The Slatest

Judge Reprimanded for Saying Some “Girls” Are “Temptresses” Who Are “Asking For It”

An Alaska oil rig, probably not unlike the one Judge Dooley worked on before becoming a judge.

Photo by Tim Aubry/AFP/Getty Images

On Tuesday the Alaska Commission on Judicial Conduct issued a formal complaint against Nome Superior Court Judge Timothy Dooley. The complaint accuses Dooley of serious judicial misconduct—including misogynistic comments in the courtroom—which could lead to public sanctions like suspension or even dismissal. Among the most gallingly sexist accusations outlined in the complaint:

  • In a sentencing hearing, Dooley said: “Has anything good ever come out of drinking other than sex with a pretty girl?” 
  • In a sentencing hearing where the victim was a 14-year-old girl, Dooley said: ”This was not someone who was, and I hate to use the phrase, ‘asking for it’. There are girls out there that seem to be temptresses. And this does not seem to be anything like that.”
  • When asking jurors whether they could hear a soft-spoken female witness, Dooley said: “I’m sorry folks, but I can’t slap her around to make her talk louder.” 


The complaint also notes several bizarre remarks Dooley made regarding religion and culture:

  • In a civil trial with unrepresented litigants, Dooley said: “I’m gonna enforce these oaths and they’re enforceable with a 2-year sentence for perjury. And I’d be the sentencing judge. I also have a medieval Christianity that says if you violate an oath, you’re going to hell. You all may not share that, but I’m planning to populate hell.” 
  • At a sentencing hearing, Dooley stated: “What you’ve done with this young girl, it’s a strange thing, routinely done in Afghanistan where they marry 6 year-old girls. In our society, and in the society of the local tribal communities, supposed to be totally forbidden.” 

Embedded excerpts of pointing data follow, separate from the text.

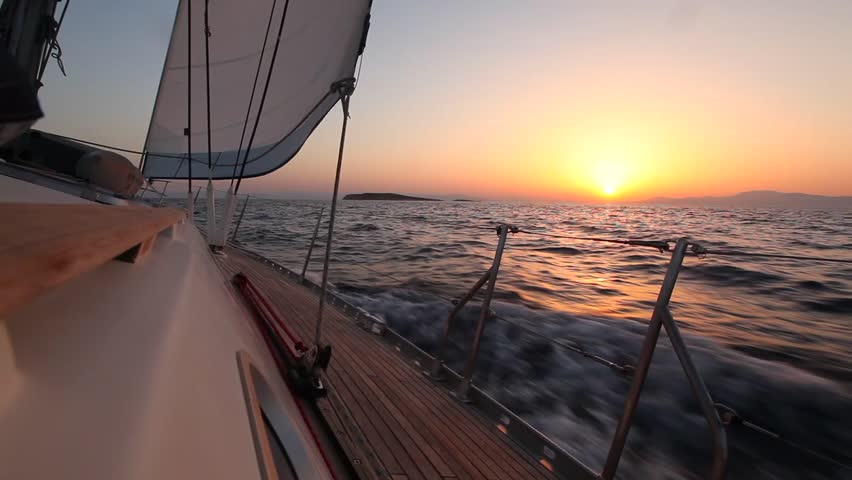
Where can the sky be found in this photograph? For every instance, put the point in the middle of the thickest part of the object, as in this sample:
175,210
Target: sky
598,100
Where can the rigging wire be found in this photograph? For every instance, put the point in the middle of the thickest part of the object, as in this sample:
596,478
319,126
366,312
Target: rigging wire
253,89
53,44
665,245
207,35
740,253
189,99
263,95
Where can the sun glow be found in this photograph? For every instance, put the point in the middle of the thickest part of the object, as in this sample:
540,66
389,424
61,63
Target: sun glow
610,174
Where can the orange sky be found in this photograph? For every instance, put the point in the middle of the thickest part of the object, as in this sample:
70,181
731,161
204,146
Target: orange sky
564,100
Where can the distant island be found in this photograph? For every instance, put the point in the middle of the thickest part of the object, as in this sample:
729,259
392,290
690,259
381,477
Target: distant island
387,196
759,199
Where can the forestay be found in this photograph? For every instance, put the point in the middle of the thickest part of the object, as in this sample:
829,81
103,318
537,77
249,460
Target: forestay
320,43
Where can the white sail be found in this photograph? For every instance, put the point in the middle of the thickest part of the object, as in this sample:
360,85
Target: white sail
320,43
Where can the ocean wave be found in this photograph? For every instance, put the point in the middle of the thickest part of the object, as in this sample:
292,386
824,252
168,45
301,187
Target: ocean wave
578,403
561,250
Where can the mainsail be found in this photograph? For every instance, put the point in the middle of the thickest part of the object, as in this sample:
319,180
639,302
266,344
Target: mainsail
320,43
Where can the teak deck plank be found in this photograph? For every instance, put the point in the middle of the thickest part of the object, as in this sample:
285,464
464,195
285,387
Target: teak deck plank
44,245
412,427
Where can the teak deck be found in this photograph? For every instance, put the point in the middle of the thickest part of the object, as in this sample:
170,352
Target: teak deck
44,245
392,421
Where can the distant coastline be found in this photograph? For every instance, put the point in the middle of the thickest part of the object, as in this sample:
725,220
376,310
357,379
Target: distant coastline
388,197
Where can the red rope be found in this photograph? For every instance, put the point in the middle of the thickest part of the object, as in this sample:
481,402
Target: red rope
258,301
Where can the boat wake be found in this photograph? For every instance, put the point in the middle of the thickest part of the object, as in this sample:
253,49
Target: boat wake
577,402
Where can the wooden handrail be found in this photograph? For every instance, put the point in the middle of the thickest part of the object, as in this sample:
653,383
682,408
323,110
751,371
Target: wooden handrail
44,245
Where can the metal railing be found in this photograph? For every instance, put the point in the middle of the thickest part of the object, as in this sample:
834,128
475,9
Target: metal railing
660,318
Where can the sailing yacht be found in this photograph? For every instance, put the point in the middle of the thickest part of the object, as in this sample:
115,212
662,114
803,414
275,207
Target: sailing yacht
134,345
129,349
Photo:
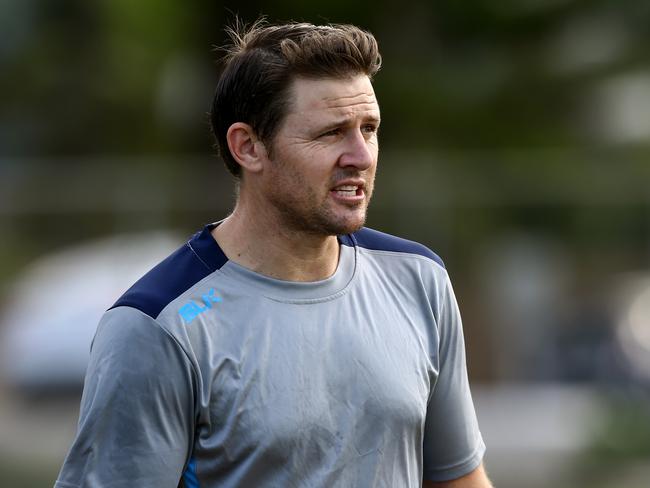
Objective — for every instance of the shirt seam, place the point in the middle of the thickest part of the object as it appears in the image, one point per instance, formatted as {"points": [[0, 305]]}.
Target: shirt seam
{"points": [[472, 461], [189, 245]]}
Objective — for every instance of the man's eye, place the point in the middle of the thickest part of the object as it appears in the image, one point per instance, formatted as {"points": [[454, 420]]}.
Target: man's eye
{"points": [[330, 133]]}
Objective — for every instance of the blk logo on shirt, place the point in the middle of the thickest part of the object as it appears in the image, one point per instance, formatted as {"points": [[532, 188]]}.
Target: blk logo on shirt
{"points": [[192, 309]]}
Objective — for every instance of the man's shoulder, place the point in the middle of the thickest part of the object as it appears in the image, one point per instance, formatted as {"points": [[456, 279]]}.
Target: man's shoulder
{"points": [[189, 264], [380, 241]]}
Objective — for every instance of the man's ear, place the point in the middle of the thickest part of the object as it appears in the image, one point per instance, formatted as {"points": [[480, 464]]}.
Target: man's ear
{"points": [[246, 147]]}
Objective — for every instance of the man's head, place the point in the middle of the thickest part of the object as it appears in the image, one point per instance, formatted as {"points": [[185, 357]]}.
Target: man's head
{"points": [[263, 62]]}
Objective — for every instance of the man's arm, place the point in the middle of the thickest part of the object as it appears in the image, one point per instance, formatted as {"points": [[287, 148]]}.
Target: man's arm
{"points": [[137, 410], [476, 479]]}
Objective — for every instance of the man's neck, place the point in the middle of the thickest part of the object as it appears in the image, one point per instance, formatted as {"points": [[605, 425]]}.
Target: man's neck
{"points": [[261, 245]]}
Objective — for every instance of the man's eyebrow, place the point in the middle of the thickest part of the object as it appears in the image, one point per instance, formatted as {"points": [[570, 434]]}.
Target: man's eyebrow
{"points": [[343, 121]]}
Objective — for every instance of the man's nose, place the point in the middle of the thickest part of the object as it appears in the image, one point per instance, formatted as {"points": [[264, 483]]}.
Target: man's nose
{"points": [[359, 151]]}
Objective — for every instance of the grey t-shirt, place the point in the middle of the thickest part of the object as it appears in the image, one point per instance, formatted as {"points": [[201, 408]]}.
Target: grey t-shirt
{"points": [[206, 374]]}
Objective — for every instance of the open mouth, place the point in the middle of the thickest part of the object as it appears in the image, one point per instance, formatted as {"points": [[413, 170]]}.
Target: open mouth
{"points": [[348, 190]]}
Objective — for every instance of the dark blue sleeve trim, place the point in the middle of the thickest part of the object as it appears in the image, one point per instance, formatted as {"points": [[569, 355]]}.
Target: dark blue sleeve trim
{"points": [[373, 239], [199, 257]]}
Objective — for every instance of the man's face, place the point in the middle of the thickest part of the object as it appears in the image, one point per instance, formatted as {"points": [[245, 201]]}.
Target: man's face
{"points": [[324, 156]]}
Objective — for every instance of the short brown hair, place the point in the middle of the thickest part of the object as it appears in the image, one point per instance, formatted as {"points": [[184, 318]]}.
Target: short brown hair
{"points": [[264, 59]]}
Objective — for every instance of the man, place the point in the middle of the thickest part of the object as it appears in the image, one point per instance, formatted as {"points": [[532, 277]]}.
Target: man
{"points": [[285, 346]]}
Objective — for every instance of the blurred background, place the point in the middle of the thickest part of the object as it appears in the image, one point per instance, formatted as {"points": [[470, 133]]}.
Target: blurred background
{"points": [[515, 143]]}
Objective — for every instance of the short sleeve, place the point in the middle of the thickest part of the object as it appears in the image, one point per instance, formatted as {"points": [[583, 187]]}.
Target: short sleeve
{"points": [[137, 410], [453, 445]]}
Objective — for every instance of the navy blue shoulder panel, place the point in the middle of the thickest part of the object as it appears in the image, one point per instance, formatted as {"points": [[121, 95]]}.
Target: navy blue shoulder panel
{"points": [[373, 239], [177, 273]]}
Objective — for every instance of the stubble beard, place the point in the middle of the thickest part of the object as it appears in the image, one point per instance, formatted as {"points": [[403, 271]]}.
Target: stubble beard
{"points": [[304, 215]]}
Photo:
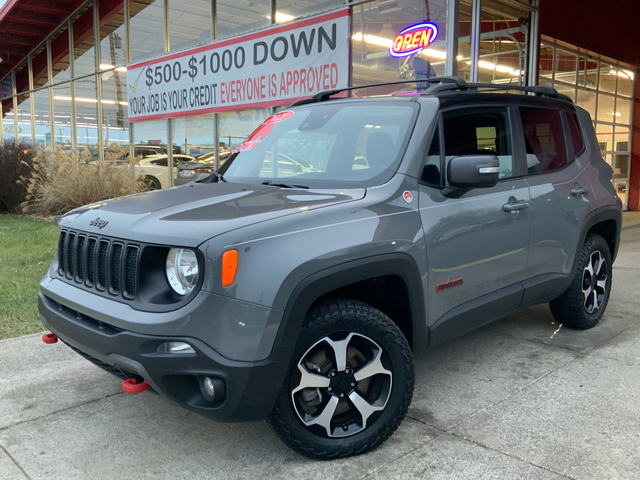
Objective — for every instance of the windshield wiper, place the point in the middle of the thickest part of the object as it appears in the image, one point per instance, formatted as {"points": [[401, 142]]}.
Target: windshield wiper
{"points": [[283, 185]]}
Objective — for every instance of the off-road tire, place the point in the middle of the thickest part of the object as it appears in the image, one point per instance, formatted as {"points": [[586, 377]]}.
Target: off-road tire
{"points": [[569, 309], [345, 317]]}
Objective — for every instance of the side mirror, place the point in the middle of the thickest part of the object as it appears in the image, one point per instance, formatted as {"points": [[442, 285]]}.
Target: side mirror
{"points": [[473, 171]]}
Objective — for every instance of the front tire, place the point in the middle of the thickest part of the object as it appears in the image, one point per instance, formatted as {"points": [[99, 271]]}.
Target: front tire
{"points": [[585, 301], [350, 384]]}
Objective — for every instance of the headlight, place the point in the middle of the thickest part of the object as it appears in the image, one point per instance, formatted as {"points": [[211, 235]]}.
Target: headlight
{"points": [[182, 270]]}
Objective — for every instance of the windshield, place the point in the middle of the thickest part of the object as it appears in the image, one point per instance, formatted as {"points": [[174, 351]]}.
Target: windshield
{"points": [[325, 146]]}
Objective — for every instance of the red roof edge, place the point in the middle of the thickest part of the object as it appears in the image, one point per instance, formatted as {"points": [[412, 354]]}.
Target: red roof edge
{"points": [[6, 8]]}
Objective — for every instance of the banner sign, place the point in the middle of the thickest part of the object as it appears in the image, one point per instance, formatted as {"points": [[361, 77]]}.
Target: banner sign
{"points": [[273, 67]]}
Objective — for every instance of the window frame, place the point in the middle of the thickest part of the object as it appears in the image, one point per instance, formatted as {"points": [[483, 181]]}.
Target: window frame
{"points": [[568, 145], [513, 124]]}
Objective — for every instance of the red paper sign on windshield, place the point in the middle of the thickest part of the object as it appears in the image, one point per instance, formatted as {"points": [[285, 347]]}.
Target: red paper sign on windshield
{"points": [[263, 130]]}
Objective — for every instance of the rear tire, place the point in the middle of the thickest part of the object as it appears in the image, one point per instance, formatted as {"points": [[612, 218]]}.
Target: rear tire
{"points": [[585, 301], [350, 384]]}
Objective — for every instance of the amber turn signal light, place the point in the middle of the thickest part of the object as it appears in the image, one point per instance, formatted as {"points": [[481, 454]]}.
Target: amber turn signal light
{"points": [[229, 267]]}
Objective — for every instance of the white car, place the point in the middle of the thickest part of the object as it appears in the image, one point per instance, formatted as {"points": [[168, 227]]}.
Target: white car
{"points": [[155, 169]]}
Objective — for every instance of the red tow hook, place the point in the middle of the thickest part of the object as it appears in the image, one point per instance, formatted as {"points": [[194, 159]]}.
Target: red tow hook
{"points": [[131, 386], [49, 338]]}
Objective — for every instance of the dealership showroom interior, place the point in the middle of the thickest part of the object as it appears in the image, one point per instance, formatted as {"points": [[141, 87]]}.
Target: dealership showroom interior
{"points": [[201, 75]]}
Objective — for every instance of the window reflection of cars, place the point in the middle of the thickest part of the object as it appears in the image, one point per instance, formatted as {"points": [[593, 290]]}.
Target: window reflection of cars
{"points": [[155, 169]]}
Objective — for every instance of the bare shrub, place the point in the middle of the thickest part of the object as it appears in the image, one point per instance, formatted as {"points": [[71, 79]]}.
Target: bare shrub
{"points": [[61, 181], [16, 161]]}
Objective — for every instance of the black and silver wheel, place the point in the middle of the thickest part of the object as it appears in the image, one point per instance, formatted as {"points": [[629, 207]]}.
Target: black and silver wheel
{"points": [[584, 302], [350, 384]]}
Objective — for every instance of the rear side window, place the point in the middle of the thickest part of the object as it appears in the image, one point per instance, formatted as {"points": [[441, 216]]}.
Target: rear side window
{"points": [[479, 131], [575, 133], [544, 139]]}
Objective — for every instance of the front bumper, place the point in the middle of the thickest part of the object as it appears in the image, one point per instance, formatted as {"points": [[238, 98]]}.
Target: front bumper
{"points": [[250, 387]]}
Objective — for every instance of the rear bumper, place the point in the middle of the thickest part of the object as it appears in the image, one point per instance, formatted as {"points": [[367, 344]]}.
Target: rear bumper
{"points": [[250, 387]]}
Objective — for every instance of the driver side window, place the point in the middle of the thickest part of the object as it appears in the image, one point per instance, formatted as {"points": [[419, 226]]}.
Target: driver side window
{"points": [[479, 131]]}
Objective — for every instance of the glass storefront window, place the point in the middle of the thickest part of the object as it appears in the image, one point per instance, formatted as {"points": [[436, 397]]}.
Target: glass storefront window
{"points": [[62, 112], [41, 116], [189, 23], [625, 82], [193, 136], [587, 100], [236, 18], [24, 118], [604, 134], [150, 140], [374, 29], [606, 108], [115, 123], [608, 78], [620, 161], [623, 111], [60, 62], [566, 64], [22, 78], [235, 127], [545, 61], [146, 28], [287, 10], [8, 125], [464, 40], [113, 37], [86, 114], [84, 59], [39, 66]]}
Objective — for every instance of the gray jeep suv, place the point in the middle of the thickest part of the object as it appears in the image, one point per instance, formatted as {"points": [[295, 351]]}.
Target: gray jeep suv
{"points": [[299, 290]]}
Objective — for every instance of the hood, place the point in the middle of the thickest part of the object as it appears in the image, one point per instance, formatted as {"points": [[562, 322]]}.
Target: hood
{"points": [[190, 214]]}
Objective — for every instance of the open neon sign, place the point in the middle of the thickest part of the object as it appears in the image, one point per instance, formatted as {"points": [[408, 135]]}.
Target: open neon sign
{"points": [[413, 39]]}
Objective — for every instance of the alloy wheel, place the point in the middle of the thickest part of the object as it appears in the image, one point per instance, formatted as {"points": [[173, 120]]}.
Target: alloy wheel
{"points": [[594, 282], [343, 384]]}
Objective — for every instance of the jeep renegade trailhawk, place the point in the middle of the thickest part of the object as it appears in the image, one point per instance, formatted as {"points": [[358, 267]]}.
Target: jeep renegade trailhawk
{"points": [[340, 239]]}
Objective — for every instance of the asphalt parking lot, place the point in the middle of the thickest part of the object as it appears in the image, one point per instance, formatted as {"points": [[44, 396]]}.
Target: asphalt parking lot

Dooley, who was appointed by Gov. Sean Parnell in March 2013, lived a rugged, adventurous life before he donned the judicial robes. In his earlier life, he worked as a firefighter, a logger, a coal shoveler, a miner, a farmer, a rancher, and a substitute Japanese teacher. He also worked on an oil rig, at a sawmill, and as a bear and wolf patrolman around an oil pipeline. 

If the commission declines to relieve Dooley of his judicial duties, Alaska voters will have another opportunity to do so soon. Dooley faces a retention election in 2016.